Mind you, their team deserves the credit. A predatory capitalist economic system has in fact accomplished the lion’s share of atmospheric CO2 emissions; an End-obsessed CI determined to bring about a Rapture aligned with its long-held eschatological shibboleths has absolutely no reason to limit the consumption of carbon dioxide.
Why else would our corporate overlords reject the opportunity to viciously exploit humans for hundreds of generations to come — an opportunity which could be theirs if they simply threw in their lot with the advocates of sustainability? There is surely enough opportunity for graft, corruption, venality and exploitation in renewable energy to satisfy the most avaricious sociopath — so why aren’t they even interested?
Because the AECI doesn’t want sustainability; it wants an End. And it wants that End to be like the End it’s been advertising, and working toward, for centuries. And the AECI doesn’t want the credit for correctly predicting The End to go to a bunch of scientific johnny-come-latelies who were right for all the wrong reasons — and, worse, were actively trying to stop it from happening.
This is the real nature of our dilemma. The enemy cannot be persuaded; denialists’ masks of ignorance are real in the individual…. but spurious in the aggregate, for the AECI is well aware of the consequences of putting five million years’ worth of carbon into the air every year — and is heavily invested in those consequences.
What Can We Do About This?
I don’t know. But we can fight as vigorously as we can to create alternatives to the delusional CIs that have gotten us into this fix in the first place — and we can work unceasingly to convince as many individuals as we can that Forever is not just possible, but a Better Alternative.
Anne Laurie at Balloon Juice says,
It’s taken us some twelve thousand years to reach our current state of affairs, when a tiny minority of the population of one nation-state has the ability to use that “religious impulse” as a weapon that could potentially destroy the entire human biosphere, and not just that part of it within their own limited fiefdom. Ah, progress…

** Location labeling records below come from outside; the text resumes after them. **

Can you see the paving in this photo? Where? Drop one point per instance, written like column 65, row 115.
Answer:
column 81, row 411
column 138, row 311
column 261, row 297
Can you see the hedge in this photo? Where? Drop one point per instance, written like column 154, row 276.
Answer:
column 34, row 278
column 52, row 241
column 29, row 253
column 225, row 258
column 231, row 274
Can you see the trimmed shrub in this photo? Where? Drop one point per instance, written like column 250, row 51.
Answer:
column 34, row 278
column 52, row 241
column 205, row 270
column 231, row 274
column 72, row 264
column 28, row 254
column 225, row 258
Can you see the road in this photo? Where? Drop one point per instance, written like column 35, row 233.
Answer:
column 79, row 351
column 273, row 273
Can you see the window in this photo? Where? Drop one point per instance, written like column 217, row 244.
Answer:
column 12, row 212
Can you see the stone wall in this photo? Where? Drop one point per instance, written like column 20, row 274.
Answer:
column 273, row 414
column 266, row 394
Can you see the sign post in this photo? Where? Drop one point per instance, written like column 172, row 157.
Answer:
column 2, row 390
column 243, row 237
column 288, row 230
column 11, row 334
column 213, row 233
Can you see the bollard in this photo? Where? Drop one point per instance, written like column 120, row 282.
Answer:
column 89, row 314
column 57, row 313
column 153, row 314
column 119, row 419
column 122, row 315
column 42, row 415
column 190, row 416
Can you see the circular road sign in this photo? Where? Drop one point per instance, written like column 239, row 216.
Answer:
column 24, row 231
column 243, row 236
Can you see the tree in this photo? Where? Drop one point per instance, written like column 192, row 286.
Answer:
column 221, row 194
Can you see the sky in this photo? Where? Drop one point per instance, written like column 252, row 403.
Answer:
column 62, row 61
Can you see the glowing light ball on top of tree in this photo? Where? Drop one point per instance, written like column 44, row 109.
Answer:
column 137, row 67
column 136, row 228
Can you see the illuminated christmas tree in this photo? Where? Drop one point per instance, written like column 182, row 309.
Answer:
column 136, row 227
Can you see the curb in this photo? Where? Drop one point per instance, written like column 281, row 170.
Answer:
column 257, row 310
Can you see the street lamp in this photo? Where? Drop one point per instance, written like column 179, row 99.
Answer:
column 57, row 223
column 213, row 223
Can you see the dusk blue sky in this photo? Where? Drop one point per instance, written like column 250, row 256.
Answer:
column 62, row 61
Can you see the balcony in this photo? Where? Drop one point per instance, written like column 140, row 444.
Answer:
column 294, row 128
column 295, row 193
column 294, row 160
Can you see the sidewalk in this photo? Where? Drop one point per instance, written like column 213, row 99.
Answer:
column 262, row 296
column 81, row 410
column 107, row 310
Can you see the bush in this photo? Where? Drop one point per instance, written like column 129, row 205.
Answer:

That “tiny minority” is just (to choose an ironic metaphor) the tip of the iceberg. Beneath the surface is the vast bulk of a collective intelligence that was formed at a time when humans were ignorant of the universe around them, and which still expresses much of that same ignorance. Inhofe and the Koch Brothers, the whole fossil fuel sector, our rapacious banker caste — they’re all bit players, answering to the commands of the AECI, an entity as old as our civilization.

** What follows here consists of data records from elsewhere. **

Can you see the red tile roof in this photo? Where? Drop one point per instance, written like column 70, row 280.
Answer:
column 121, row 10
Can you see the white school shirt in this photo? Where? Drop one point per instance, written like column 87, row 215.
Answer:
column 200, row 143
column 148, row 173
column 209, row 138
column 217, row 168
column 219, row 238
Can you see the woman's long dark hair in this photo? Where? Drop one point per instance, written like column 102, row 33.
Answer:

The more people can realize the absurdity of this state of affairs, the better. I would like to see presidential candidates grilled about whether they believed in an immanent Armageddon. What would Michelle Bachmann say if that question came up, hm?
I asked Thomas Malone about collective intelligences and the problem of climate change. He agreed that the situation was extremely dire…but commented that the capacity of humans to self-organize rapidly into very large collective intelligences is only beginning to be manifest — and that this capacity provided him with a small measure of hope. His work includes the Climate CoLab:
Fortunately, at the same time that we have this potentially huge global problem, we also have the possibility of using a new kind of global problem solving approach. As examples like Wikipedia and Linux show, it’s now possible to harness the collective intelligence of thousands of people around the world to work closely together at a scale that was never possible before in human history.
In the Climate CoLab project, we’re applying this approach to climate change. An online community of people from all over the world is already creating, analyzing, and discussing detailed proposals for how to address global climate change. For instance, last fall we had a global competition for proposals addressing the question: What international climate agreements should the world community make?
I believe that our collective intelligence must be deployed not only to fight the greenhouse effect and its epiphenomena, but the outmoded and counterproductive vision of Inevitable Ending which the AECI has promulgated for thousands of years.
Thank you for giving me your time and attention. Let’s get to work. I want the humans of the year 3050 to remember us for what we did — not for what we failed to do.